Rückgänge ins Stocken geraten

Vorarlberg / 31.05.2021 • 05:00 Uhr
Rückgänge ins Stocken geraten
VN/PAULITSCH

Österreichweit ist die Inzidenz auf 38 gesunken. Es gibt aber gegenläufige Entwicklungen.

SCHWARZACH Tirol sah sich am Wochenende gezwungen, die Notbremse zu ziehen und für das Pitztal eine Ausreisetestpflicht zu verhängen. So will man das Infektionsgeschehen wieder unter Kontrolle bringen. Im Bezirk Imst, zu dem das Tal gehört, beträgt die Inzidenz bestätigter Fälle pro 100.000 Einwohner und Woche 222.

Ein solches Niveau hatte man in Österreich schon hinter sich gewähnt.
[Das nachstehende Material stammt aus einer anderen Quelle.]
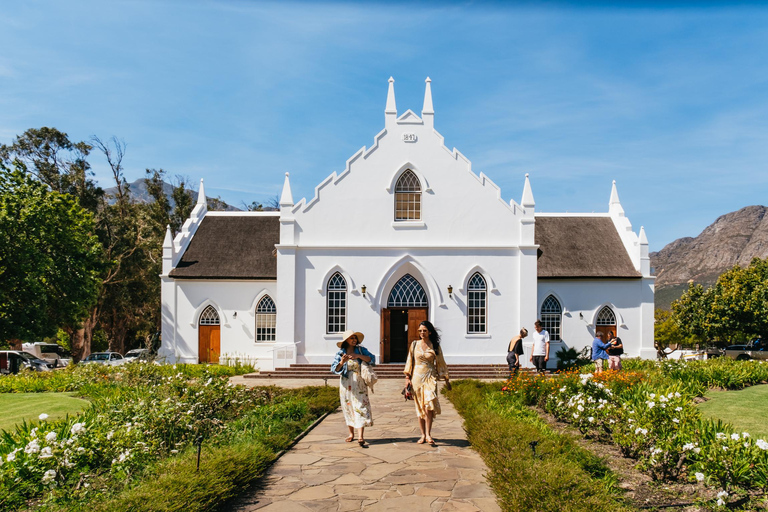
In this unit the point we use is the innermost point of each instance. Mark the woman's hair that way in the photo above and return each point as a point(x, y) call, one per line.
point(434, 337)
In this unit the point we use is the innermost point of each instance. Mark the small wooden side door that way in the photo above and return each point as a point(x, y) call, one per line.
point(384, 343)
point(209, 343)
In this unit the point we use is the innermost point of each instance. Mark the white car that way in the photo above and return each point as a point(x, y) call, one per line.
point(109, 358)
point(137, 354)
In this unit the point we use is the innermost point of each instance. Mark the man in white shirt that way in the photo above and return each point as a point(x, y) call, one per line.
point(540, 353)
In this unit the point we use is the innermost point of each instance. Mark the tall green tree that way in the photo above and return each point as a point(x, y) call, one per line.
point(50, 157)
point(50, 260)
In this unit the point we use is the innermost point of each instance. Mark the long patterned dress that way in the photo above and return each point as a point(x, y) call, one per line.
point(426, 368)
point(354, 397)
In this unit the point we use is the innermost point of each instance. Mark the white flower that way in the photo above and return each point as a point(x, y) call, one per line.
point(49, 476)
point(32, 447)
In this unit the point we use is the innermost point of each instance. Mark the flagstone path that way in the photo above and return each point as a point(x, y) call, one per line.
point(322, 472)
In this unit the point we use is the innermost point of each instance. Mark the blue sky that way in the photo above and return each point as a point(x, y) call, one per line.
point(669, 100)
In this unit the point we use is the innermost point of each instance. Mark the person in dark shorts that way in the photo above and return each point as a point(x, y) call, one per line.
point(540, 352)
point(515, 350)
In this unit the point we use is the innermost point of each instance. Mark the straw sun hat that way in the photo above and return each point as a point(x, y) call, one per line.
point(349, 333)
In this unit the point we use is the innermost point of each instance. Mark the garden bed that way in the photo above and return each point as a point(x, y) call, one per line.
point(135, 447)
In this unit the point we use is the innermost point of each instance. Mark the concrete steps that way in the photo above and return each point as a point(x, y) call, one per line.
point(383, 371)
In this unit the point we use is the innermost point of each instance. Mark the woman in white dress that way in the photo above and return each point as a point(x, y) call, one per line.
point(353, 391)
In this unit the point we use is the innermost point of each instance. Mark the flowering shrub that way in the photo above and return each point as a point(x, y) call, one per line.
point(651, 416)
point(138, 415)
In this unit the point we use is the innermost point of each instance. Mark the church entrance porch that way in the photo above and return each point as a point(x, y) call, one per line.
point(398, 329)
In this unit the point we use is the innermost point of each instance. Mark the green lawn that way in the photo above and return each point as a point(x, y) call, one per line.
point(28, 406)
point(745, 409)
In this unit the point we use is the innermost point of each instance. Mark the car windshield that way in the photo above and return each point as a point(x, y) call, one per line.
point(28, 357)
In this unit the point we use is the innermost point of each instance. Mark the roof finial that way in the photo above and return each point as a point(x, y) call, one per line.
point(527, 201)
point(286, 199)
point(614, 205)
point(428, 109)
point(391, 108)
point(201, 199)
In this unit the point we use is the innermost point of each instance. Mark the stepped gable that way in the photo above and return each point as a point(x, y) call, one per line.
point(579, 247)
point(733, 239)
point(231, 247)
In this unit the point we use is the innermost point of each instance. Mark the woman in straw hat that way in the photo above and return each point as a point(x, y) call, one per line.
point(352, 389)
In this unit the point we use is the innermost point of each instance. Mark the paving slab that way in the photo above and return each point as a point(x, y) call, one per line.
point(394, 473)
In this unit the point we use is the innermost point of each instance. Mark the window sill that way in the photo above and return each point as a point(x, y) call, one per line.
point(409, 224)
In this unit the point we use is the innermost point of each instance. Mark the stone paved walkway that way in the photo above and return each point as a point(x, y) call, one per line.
point(324, 473)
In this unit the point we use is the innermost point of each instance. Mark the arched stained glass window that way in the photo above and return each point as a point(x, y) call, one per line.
point(408, 197)
point(551, 317)
point(266, 319)
point(476, 304)
point(209, 316)
point(606, 317)
point(337, 303)
point(407, 293)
Zuletzt sind die Zahlen überall gesunken. Vom Boden- bis zum Neusiedlersee beträgt die Inzidenz nur noch 38. Seit Mitte vergangener Woche sinkt sie allerdings kaum noch. Vom Prognosekonsortium des Gesundheitsministeriums ist das erwartet worden. Infolge der Öffnungsschritte vom 19. Mai hat es für einzelne Länder sogar leichte Zuwächse vorhergesagt. So ist es gekommen: In Niederösterreich gibt es eine leicht steigende Tendenz auf gegenwärtig 37. Wien stagniert auf diesem Niveau und das Burgenland verharrt auf einem deutlich niedrigeren Wert von etwas mehr als 20.

Rückgänge ins Stocken geraten

Auch in Vorarlberg zieht sich das Infektionsgeschehen nicht mehr so stark zurück wie bis in die zweite Mai-Hälfte hinein. Im Gegenteil: Von 74 am vergangenen Dienstag ist die Inzidenz bis Samstag auf 87 gestiegen; gestern betrug sie 82.
Bemerkenswert sind die Entwicklungen in Tirol: Dem „Hotspot“ Imst steht der Bezirk Schwaz gegenüber, in dem kaum noch Infektionen festgestellt werden. In den vergangenen sieben Tagen handelte es sich um sechs pro 100.000 Einwohner.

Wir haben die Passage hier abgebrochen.